Suppose you are working on a project and you have access to two data sets coming from upstream jobs. For each data set, you should know what each row represents and what is the row identifer. However, unfortuantely, such information is not always available. So, you may need to do some analysis to understand whether a certain logic works or not. Suppose the data set 1 has the columns X, A, B and the data set 2 has the columns X, C, D. And you are told that you can join the two data sets using X as the key to find the value of the feature C for each of the reocrd in the data set 1. Can I join? What can go wrong? This can go wrong if there is no 1-1 mapping between the columns X and C. For instance, the data set 2 might look like this:
X C D
1 5 9
1 6 10
2 7 11
Here, joining can create duplicate rows in the resulting dataset, which may not be desirable depending on the analysis you want to perform. How can you check if what kind of mapping exists between two columns X and C?

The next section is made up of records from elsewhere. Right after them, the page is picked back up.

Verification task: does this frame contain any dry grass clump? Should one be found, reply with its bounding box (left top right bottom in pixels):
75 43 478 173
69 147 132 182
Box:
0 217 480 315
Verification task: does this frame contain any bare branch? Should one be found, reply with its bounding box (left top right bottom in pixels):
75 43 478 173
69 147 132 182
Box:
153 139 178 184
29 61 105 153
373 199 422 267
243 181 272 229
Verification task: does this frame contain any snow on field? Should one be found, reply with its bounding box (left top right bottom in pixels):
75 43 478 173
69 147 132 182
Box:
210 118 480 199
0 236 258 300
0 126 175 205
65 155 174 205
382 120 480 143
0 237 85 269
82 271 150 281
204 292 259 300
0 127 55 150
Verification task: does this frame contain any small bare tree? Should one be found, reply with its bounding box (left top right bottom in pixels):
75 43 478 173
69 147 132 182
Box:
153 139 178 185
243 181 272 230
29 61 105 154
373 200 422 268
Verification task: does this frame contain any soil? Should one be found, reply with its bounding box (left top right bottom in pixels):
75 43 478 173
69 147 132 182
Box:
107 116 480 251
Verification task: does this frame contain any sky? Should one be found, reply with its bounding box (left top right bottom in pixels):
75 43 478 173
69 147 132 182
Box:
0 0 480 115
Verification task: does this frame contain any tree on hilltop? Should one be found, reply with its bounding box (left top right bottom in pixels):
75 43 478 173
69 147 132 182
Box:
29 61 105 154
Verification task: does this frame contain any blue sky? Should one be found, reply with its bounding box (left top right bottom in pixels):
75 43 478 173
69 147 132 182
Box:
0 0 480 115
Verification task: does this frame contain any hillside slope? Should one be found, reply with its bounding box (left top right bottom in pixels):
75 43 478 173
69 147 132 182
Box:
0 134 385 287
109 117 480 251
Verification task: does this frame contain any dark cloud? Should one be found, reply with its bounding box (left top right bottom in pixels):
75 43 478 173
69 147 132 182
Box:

def _get_mapping(df, i, j):
"""
mapping FROM column i TO column j
"""
col1 = df.columns[i]
col2 = df.columns[j]
mapping_type = None
if df.groupby(col1)[col2].nunique().max() == 1:
out = '11'
else:
out = '1M'
return out
def analyze_mapping(df):
mapping_type = None
n = len(df.columns)
mapping = np.empty((n, n), dtype=object)
for i in range(n):
for j in range(n):
mapping[i, j] = _get_mapping_type(df, i, j)
return mapping
Next time that you need to join two DataFrames, make sure to analyze the mapping between the key columns first. This will help you understand the potential impact of the join operation on your data and avoid unexpected results. If it has one to many mapping, you may end up with duplicate rows in the resulting DataFrame, which could affect your analysis. In such case, you may need to aggregate the data or think about how to handle the duplicates. Always check the mapping before performing joins!